Bertahun-tahun 3 keluarga manusia hutan ini hidup di pedalaman yang jauh dari keramaian. Meski hidup berdekatan, mereka ternyata berada di 2 kabupaten berbeda. Ada yang berada di wilayah Mojokerto, ada yang di Jombang.
Ketiga keluarga tersebut adalah pasangan suami istri Saelan dan Lamini asal Nganjuk, Sakri dan Poniyem asal Desa Sumberjo, Wonosalam, Jombang, serta Jaini dan Insiati yang juga berasal dari Nganjuk.
Rumah mereka sebenarnya berdekatan. Mereka juga sering bercengkerama bersama. Namun, Rumah Sakri masuk wilayah Desa Sumberjo, Kecamatan Wonosalam, Jombang sedangkan rumah Saelan dan Jaini masuk Desa Lebak Jabung, Jatirejo, Mojokerto. Batas wilayah itu hanya dipisahkan jalan berbatu selebar 2 meter.
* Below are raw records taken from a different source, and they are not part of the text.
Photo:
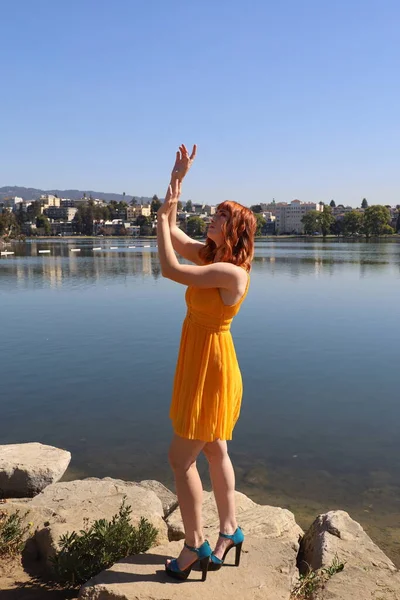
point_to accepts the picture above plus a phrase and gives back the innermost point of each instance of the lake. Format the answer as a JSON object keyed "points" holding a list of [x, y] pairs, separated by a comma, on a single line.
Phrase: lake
{"points": [[89, 342]]}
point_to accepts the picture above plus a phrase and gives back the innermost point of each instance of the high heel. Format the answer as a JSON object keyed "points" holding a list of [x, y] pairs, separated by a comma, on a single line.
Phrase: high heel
{"points": [[237, 539], [203, 556]]}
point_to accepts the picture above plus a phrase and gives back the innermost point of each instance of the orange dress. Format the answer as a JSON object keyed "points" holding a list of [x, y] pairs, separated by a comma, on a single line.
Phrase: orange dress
{"points": [[207, 391]]}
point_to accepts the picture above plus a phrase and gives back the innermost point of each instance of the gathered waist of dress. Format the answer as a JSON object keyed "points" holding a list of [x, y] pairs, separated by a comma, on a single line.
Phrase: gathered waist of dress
{"points": [[209, 323]]}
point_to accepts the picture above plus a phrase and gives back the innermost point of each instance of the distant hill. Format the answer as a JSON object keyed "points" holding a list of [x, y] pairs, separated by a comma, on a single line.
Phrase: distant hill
{"points": [[34, 193]]}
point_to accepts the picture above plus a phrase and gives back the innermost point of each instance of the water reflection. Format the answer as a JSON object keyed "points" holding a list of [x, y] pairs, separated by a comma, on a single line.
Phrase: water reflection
{"points": [[89, 348]]}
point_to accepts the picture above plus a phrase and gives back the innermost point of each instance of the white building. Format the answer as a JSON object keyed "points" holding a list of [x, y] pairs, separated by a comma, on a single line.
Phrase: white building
{"points": [[288, 216]]}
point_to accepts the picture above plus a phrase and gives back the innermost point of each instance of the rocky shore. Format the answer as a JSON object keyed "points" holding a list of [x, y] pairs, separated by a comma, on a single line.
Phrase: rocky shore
{"points": [[276, 550]]}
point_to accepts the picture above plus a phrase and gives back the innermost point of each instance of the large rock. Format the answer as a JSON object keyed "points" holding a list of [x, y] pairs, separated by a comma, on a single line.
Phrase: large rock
{"points": [[368, 573], [26, 469], [265, 573], [73, 502], [256, 520]]}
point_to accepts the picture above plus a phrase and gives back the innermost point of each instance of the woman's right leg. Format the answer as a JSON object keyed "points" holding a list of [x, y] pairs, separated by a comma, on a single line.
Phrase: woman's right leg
{"points": [[182, 457], [223, 482]]}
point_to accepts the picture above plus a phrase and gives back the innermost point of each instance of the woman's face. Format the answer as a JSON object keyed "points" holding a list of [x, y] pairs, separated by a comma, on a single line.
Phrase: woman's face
{"points": [[214, 231]]}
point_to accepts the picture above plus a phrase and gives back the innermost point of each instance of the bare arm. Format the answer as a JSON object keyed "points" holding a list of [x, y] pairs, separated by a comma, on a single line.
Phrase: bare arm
{"points": [[186, 246], [217, 275]]}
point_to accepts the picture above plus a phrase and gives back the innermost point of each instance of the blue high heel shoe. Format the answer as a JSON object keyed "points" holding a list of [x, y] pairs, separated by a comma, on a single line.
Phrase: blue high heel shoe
{"points": [[203, 555], [237, 541]]}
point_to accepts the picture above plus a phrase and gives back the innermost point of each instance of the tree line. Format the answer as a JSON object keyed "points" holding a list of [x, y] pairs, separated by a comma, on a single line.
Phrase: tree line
{"points": [[374, 221]]}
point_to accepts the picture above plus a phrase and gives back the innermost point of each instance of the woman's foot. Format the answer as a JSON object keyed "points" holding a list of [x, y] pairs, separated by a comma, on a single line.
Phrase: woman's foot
{"points": [[187, 558], [221, 547], [226, 542]]}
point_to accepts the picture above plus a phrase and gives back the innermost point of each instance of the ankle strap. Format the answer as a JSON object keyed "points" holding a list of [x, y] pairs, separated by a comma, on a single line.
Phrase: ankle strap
{"points": [[192, 548], [229, 536]]}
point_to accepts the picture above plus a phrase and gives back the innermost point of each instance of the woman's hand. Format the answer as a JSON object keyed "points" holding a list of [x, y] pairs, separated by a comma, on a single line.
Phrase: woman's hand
{"points": [[183, 162], [171, 198]]}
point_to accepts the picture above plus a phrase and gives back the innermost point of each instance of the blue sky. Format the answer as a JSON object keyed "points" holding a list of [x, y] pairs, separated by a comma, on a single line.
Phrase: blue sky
{"points": [[290, 99]]}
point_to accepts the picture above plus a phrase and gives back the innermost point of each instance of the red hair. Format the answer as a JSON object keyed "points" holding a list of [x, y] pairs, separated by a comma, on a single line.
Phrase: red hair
{"points": [[238, 231]]}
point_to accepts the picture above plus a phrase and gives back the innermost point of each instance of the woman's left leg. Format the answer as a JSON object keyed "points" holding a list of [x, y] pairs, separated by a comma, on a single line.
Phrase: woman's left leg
{"points": [[182, 457]]}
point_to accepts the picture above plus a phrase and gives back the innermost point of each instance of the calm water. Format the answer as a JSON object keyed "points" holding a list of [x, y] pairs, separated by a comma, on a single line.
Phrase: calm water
{"points": [[89, 342]]}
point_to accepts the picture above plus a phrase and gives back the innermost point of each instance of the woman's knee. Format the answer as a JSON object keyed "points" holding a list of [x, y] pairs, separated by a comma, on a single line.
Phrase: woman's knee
{"points": [[180, 463], [215, 451]]}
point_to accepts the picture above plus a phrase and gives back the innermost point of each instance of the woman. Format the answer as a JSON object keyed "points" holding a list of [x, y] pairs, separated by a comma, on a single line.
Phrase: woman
{"points": [[207, 387]]}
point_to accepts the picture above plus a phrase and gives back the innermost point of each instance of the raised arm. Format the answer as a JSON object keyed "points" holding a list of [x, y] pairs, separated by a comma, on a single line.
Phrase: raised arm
{"points": [[221, 274], [186, 246]]}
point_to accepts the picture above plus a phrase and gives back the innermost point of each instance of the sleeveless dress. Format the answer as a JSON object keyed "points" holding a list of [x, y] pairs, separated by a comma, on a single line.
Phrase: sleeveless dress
{"points": [[207, 390]]}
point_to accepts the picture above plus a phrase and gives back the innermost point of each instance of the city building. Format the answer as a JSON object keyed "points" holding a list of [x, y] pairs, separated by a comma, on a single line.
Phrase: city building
{"points": [[60, 213], [137, 210], [48, 200], [288, 216]]}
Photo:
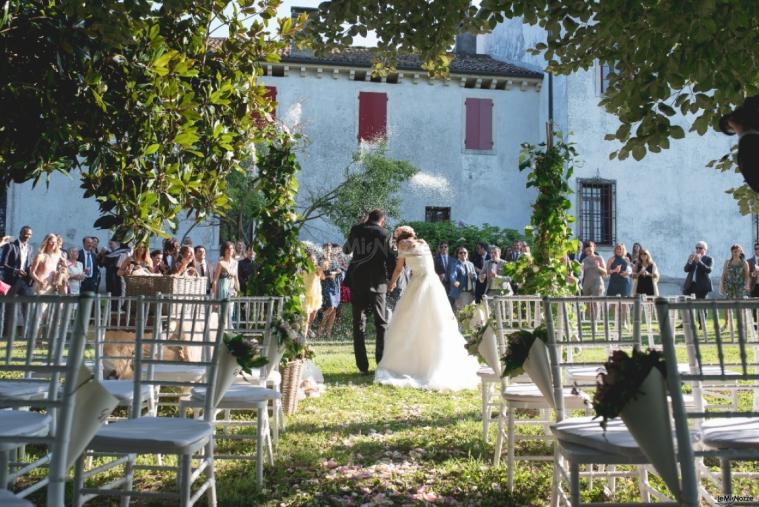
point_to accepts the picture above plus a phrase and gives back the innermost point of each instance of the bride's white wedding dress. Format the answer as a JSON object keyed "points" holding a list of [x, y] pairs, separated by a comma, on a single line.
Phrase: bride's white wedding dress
{"points": [[423, 346]]}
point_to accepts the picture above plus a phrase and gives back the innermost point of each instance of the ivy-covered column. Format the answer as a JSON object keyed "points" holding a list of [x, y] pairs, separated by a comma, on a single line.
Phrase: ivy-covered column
{"points": [[280, 255], [548, 271]]}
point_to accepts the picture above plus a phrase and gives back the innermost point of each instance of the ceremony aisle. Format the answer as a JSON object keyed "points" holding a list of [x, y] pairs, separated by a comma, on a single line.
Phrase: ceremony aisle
{"points": [[362, 444]]}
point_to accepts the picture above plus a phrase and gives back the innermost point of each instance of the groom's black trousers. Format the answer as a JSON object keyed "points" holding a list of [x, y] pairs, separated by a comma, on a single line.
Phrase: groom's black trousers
{"points": [[362, 302]]}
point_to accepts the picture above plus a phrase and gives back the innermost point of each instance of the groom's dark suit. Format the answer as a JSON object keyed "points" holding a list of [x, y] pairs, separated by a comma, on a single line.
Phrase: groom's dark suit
{"points": [[373, 260]]}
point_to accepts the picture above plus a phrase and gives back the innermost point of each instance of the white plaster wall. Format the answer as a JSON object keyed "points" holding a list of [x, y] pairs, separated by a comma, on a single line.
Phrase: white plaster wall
{"points": [[669, 200], [425, 127], [61, 208]]}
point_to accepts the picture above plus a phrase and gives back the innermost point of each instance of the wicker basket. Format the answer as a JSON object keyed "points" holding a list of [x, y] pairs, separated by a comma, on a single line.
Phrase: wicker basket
{"points": [[290, 385], [152, 285]]}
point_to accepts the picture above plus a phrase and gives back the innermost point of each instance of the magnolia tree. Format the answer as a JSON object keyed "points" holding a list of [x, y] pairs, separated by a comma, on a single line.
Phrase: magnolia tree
{"points": [[137, 98], [698, 59]]}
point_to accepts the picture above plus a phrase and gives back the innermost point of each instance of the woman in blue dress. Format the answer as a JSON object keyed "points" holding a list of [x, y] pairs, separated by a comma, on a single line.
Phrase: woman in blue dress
{"points": [[331, 277], [619, 269]]}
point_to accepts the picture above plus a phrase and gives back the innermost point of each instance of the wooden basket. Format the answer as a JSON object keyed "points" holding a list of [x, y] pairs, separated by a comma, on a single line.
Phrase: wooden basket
{"points": [[178, 285], [290, 385]]}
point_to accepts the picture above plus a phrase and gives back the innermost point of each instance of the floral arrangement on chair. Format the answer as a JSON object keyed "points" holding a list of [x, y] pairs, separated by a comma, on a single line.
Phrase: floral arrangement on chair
{"points": [[634, 388], [247, 352], [519, 345], [622, 381]]}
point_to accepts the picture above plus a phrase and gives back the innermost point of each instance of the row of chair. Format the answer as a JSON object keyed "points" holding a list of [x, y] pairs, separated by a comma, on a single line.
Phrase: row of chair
{"points": [[577, 326], [141, 348]]}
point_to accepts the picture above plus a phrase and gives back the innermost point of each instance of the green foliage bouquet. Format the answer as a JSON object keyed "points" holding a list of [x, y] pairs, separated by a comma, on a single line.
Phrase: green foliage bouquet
{"points": [[622, 381], [246, 351], [519, 345]]}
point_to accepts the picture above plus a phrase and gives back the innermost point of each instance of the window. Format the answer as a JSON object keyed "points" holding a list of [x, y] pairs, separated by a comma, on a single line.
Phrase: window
{"points": [[271, 94], [3, 208], [436, 214], [479, 124], [597, 211], [604, 77], [372, 115]]}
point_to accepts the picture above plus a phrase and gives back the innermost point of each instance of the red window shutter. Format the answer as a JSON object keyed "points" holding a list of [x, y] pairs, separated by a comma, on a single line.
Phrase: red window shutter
{"points": [[479, 124], [372, 115]]}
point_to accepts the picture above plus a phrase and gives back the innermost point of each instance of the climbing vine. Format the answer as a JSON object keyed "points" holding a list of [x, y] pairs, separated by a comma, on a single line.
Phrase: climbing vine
{"points": [[548, 270], [281, 256]]}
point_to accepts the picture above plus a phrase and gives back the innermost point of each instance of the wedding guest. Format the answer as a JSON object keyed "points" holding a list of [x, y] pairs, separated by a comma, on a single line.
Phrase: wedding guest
{"points": [[75, 271], [111, 260], [330, 284], [185, 263], [462, 280], [496, 284], [736, 279], [45, 265], [137, 263], [201, 262], [225, 282], [619, 270], [313, 290], [593, 271], [633, 256], [239, 251], [17, 262], [753, 269], [247, 270], [646, 275], [442, 264], [480, 258], [88, 258], [170, 251], [156, 258], [698, 267]]}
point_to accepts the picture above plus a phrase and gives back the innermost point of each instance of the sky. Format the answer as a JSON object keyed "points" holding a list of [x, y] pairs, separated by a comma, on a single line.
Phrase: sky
{"points": [[284, 10]]}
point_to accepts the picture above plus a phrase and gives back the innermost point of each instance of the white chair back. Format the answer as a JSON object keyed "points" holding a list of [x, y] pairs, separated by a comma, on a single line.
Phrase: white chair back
{"points": [[159, 326], [61, 322]]}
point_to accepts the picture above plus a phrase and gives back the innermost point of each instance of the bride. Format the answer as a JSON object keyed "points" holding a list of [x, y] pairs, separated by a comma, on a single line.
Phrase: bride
{"points": [[423, 346]]}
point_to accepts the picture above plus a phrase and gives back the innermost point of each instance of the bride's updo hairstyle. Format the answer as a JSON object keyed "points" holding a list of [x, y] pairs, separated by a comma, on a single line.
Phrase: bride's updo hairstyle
{"points": [[404, 232]]}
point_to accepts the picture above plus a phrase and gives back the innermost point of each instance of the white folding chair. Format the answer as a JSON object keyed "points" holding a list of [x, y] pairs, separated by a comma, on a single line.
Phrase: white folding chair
{"points": [[254, 320], [718, 361], [54, 360], [580, 441], [521, 312], [520, 393], [190, 440]]}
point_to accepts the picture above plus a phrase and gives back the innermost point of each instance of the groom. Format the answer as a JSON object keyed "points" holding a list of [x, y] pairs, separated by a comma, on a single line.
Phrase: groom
{"points": [[373, 259]]}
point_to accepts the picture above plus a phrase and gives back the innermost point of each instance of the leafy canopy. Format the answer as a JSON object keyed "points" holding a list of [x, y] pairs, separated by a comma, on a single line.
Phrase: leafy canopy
{"points": [[134, 96], [700, 59]]}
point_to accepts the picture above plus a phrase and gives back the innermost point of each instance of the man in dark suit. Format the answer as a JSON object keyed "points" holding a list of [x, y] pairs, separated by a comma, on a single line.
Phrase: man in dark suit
{"points": [[442, 264], [753, 270], [373, 260], [88, 258], [17, 261], [698, 267]]}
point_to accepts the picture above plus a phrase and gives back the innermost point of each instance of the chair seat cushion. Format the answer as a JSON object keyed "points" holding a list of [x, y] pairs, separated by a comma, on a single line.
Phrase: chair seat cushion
{"points": [[153, 435], [587, 432], [23, 389], [239, 396], [486, 373], [123, 390], [8, 499], [583, 374], [20, 423], [178, 372], [740, 433], [529, 393]]}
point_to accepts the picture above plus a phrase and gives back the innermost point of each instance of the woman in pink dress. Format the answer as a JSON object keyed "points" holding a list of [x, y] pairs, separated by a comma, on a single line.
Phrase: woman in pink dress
{"points": [[45, 265]]}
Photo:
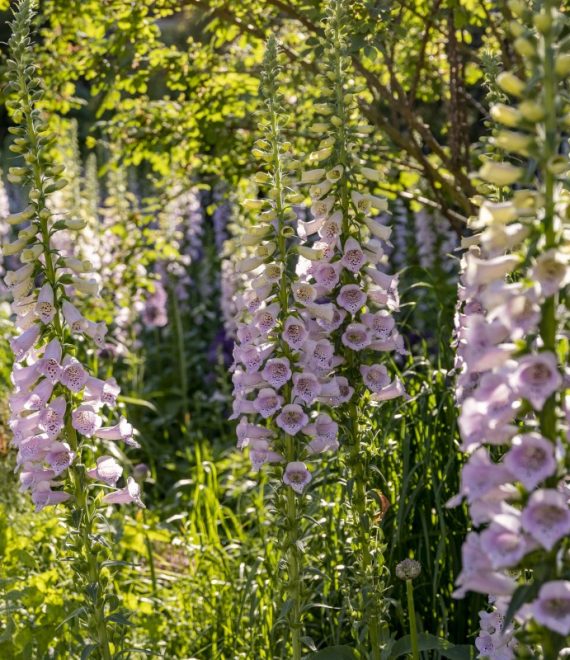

SCROLL TO CONTINUE WITH CONTENT
Ketua LMDH Mitra Wana Sejahtera Desa Lebakjabung, Achmad Yani menjelaskan 3 keluarga di Hutan Watuseno ikut menggarap lahan Perhutani dengan skema pengelolaan hutan berbasis masyarakat (PHBM) atau perhutanan sosial. Mereka membantu Perhutani menanam, merawat, dan menjaga hutan jati sambil menanam palawija secara tumpang sari.
Begitu pula yang dikerjakan para petani hutan di Desa Lebak Jabung yang tergabung dalam LMDH Mitra Wana Sejahtera. Hanya saja agar 3 KK itu tak lagi hidup di hutan, Yani menyarankan pemerintah menempuh program penyelesaian penguasaan tanah untuk penataan kawasan hutan (PPTPKH).
"Sebaiknya mereka ditarik ke pinggir desa, ada program PPTPKH, ada anggaran permukiman di KLHK. Jadi, status hutannya dihapus, dilimpahkan ke BPN agar diproses menjadi SHM untuk permukiman saja. Sama dengan kami yang bermukim di lahan Perhutani. Syaratnya minimal 5 tahun bermukim di situ. Saya sudah lebih dari 50 tahun," katanya.
Insiati dan suaminya Jaini menceritakan, mereka sudah bertahun-tahun menetap di Hutan Watuseno. Pasutri 5 anak itu mengaku tak punya tempat tinggal di kampung halaman mereka di Nganjuk. Untung saja anak-anak mereka tidak ikut tinggal di hutan karena sebagian sudah menikah, lainnya sekolah di Nganjuk.
"Di sana (Nganjuk) kami tidak punya apa-apa, orang miskin, tak ada tempat tinggal. Awalnya (tinggal di hutan) mencari rezeki ikut menggarap lahan Perhutani," terang Insiati kepada detikJatim di rumahnya, Jumat (21/11).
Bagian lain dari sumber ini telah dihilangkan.